Yeh two people who dont chase equals no pasa nada .
Im going to have to be a bit more proactive myaelf in the future. The thing is some people can shrug off being blown off. Id have to emigrate.

fluffyduckie · 21/01/2014 19:24

Grin Yep! If I actually dared to ask him out and he looked horrified and said no ..... well I think I would have to consider becoming a nun. or at least changing my shopping habits

Maybe him not chasing is just a sign that he isn't interested in me. I mean if he was attracted to me wouldn't he say something or at least hint at it .... it isn't as though I am scary!

OP posts:
neiljames77 · 21/01/2014 20:10

You'll never know unless you at least make an effort Duckie

Maeve, I know it's against everything health and safety tell us but when you pick the stapler up, don't bend your knees. It'd also help if you looked back over your shoulder and gave him a cheeky grin. You could even bite the nail on your little finger at the same time if you really want to go for it.

MaeveWest · 21/01/2014 20:57

ha ha, they might send me on a manual handling course!

nickymanchester · 21/01/2014 21:04

I think men can tell if you like them or not. Can't they? Confused

Generally not. At least from my experience and that of my friends.

A lot of men, I've found, unless you are really blatantly obvious are generally not that switched on to any sort of signals.

Of course there are also plenty of men that also miss any obvious ''I'm not interested'' signals and try to chat you up even when you think that you're making it clear that you're not interested.

MaeveWest · 21/01/2014 21:05

just read the bit about biting the nail on my little finger, omg, I'd be talk of the office if I did that, not in a good way, I'd have to ring in sick, with a case of shame, and psychiatric evaluation.

Fluffy, are there any women out there who just put it on the line like that, spell it out, I like you do you like me Smile and then afterwards, shrug off the humiliation?! who are these people?

nickymanchester · 21/01/2014 21:08

I would really rather not be the one who asks ......

But getting your friend to let him know that you're definitely interested isn't actually asking.

You're just letting him know that if he were to ask then you would say definitely yes.

I think you'll find that a lot of men are just as nervous of rejection as we are.

nickymanchester · 21/01/2014 21:10

MaeveWest

are there any women out there who just put it on the line like that, spell it out, I like you do you like me

I know that it sounds just like being in school but, as I said several pages back, get a friend to say it for you.

neiljames77 · 21/01/2014 21:39

Some blokes are scared of rejection.

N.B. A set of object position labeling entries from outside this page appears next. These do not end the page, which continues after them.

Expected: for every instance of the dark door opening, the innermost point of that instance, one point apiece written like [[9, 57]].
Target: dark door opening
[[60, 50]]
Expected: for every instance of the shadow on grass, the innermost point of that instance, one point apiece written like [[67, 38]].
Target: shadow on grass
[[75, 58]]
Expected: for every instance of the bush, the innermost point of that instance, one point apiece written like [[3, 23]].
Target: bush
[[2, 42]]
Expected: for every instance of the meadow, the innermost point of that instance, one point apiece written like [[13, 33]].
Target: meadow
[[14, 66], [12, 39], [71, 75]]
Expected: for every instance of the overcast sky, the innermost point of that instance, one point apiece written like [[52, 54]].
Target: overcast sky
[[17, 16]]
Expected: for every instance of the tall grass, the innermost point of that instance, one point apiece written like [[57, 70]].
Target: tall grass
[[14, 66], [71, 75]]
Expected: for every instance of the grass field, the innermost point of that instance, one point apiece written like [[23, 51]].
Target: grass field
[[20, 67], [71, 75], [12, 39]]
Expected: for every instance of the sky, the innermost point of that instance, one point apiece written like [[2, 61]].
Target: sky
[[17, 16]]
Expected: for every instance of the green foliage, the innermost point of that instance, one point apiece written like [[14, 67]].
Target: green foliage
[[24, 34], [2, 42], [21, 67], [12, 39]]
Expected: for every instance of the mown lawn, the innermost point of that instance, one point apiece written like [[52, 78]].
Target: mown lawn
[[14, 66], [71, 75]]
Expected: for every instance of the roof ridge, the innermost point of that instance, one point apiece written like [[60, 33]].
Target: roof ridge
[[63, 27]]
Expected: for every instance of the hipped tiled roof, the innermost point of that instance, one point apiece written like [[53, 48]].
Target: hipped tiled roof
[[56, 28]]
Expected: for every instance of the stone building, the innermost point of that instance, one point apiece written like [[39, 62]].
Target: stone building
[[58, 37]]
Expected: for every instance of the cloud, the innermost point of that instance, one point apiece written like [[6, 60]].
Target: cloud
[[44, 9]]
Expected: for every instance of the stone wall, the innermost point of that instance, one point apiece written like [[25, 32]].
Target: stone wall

One of my mates doesn't care at all. I asked him if he made a move on 100 women and 99 turned him down but number 100 said yes, would he consider it a good night? He said he would. I said after the 2nd knockback, I'd go home a broken man.

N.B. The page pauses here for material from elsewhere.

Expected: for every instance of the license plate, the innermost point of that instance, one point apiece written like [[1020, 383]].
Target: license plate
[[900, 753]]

MaeveWest · 21/01/2014 21:55

Just reading some articles on line!

if a man does a shoulder shrug and then rolls his shoulders forward and puts his head to one side while he smiles at you, chances are he likes you.

hmm, I don't think the man in my office is interested, but I think the man in the sandwich shop might like me Confused

If 99 men knocked me back I'd be so depressed... I'd need therapy, not romance!

neiljames77 · 21/01/2014 22:04

That man you describe Maeve sounds like he's break dancing. What does it mean if he does a moonwalk?